Working in some of Canada’s top research facilities, the team is also developing an ultra-wideband radar system to monitor oil in transit on rail cars or in tankers hauled by trucks or being stored in tanks. It is also building antennas and front-end circuits for an emerging 5G network, working on ways to wirelessly power remote sensors, and developing a new type of 3-D printer capable of manufacturing electronic devices, sensors and antennas in one integrated process.
The research program has been funded for five years with a possibility of renewal. Funding for Mousavi’s research program totals $2.8 million, including $925,000 each from NSERC, Alberta Innovates – Technology Futures and industry partners (Telus, TRTech, Pason Systems Corp., Titan Logix Corp., ITS Electronics Inc., EMSCAN, InfoChip and TestForce). The remainder of the funding comes from the U of A.
Crucial in-kind support in time and expertise from industry partners is valued at about $900,000, and key equipment funded through the Canada Foundation for Innovation and Alberta Innovates – Technology Futures is valued at $1.5 million.

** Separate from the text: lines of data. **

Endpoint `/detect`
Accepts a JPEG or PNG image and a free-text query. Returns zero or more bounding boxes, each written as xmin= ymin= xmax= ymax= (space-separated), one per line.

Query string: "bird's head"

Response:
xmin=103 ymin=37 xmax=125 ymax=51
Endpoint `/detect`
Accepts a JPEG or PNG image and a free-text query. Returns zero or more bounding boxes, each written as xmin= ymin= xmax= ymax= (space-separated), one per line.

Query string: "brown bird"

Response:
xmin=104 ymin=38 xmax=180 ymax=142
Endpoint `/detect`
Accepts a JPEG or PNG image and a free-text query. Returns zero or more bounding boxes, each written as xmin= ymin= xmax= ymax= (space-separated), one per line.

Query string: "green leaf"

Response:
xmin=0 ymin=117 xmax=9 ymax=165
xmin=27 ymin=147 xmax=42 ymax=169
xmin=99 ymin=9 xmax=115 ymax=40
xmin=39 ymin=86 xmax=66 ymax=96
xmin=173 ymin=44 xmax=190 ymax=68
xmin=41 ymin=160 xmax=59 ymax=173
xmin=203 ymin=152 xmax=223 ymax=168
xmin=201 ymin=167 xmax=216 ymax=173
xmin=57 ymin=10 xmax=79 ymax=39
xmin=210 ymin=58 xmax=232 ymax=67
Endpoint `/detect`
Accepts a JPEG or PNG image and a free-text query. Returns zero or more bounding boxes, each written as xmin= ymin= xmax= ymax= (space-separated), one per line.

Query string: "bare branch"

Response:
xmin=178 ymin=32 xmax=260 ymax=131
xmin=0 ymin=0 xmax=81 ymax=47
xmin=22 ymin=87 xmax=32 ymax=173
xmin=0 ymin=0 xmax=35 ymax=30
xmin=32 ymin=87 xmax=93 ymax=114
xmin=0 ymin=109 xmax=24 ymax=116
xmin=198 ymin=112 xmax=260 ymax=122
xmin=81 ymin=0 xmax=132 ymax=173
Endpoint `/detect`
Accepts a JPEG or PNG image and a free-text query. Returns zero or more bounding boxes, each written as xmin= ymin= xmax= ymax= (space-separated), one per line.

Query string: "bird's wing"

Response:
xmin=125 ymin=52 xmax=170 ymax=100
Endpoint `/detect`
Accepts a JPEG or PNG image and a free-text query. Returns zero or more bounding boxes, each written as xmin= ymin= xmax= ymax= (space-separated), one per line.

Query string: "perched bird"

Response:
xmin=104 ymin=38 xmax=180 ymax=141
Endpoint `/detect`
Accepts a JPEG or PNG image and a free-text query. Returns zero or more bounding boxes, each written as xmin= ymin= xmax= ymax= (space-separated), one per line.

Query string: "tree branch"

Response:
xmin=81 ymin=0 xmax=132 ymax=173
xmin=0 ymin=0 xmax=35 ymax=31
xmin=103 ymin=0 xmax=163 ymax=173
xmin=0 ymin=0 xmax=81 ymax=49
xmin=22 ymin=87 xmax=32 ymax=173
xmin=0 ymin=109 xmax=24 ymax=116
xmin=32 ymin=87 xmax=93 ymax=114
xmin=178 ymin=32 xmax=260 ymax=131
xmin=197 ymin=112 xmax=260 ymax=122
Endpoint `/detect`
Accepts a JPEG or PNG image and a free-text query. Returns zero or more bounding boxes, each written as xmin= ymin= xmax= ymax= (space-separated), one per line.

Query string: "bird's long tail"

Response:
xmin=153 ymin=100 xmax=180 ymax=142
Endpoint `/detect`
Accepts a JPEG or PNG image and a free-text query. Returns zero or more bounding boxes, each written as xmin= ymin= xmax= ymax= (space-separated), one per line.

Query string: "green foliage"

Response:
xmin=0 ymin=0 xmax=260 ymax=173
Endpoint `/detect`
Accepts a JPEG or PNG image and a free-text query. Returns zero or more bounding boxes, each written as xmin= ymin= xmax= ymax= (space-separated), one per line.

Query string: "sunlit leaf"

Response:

David Lynch, dean of the Faculty of Engineering, says collaborative partnerships such as the NSERC Industrial Research Chairs benefit everyone involved by bringing industry challenges to university classrooms and labs. This forms connections between education, research and application of new knowledge.
“When industry and universities work together, students gain a deeper understanding of the concepts they’re learning because they can see the connection between their studies and the practical applications of engineering principles,” Lynch said. “At the same time, industry and the engineering profession benefit as we educate a highly qualified new generation of engineers.”
Lynch said the team’s “incredible productivity” proves that such partnerships work.
“This demonstrates that these programs very quickly have significant outcomes for a receptive industrial community,” he said, adding that the relationship between university researchers and industry connects the “pull” of industry needs with the “push” of university research, so the two become aligned.
Pamela Moss, NSERC’s interim vice-president of partnership programs, said Mousavi has the right blend of private-sector and academic experience and success to make the partnership work, and that the technologies he is developing would help industry react more quickly to field conditions, avoiding costly shutdowns or errors.
“And these days, with the price of oil down, efficiency becomes even more important,” she said, adding that the fact that Mousavi has more than 20 graduate students as part of his team demonstrates the educational impact of the funding.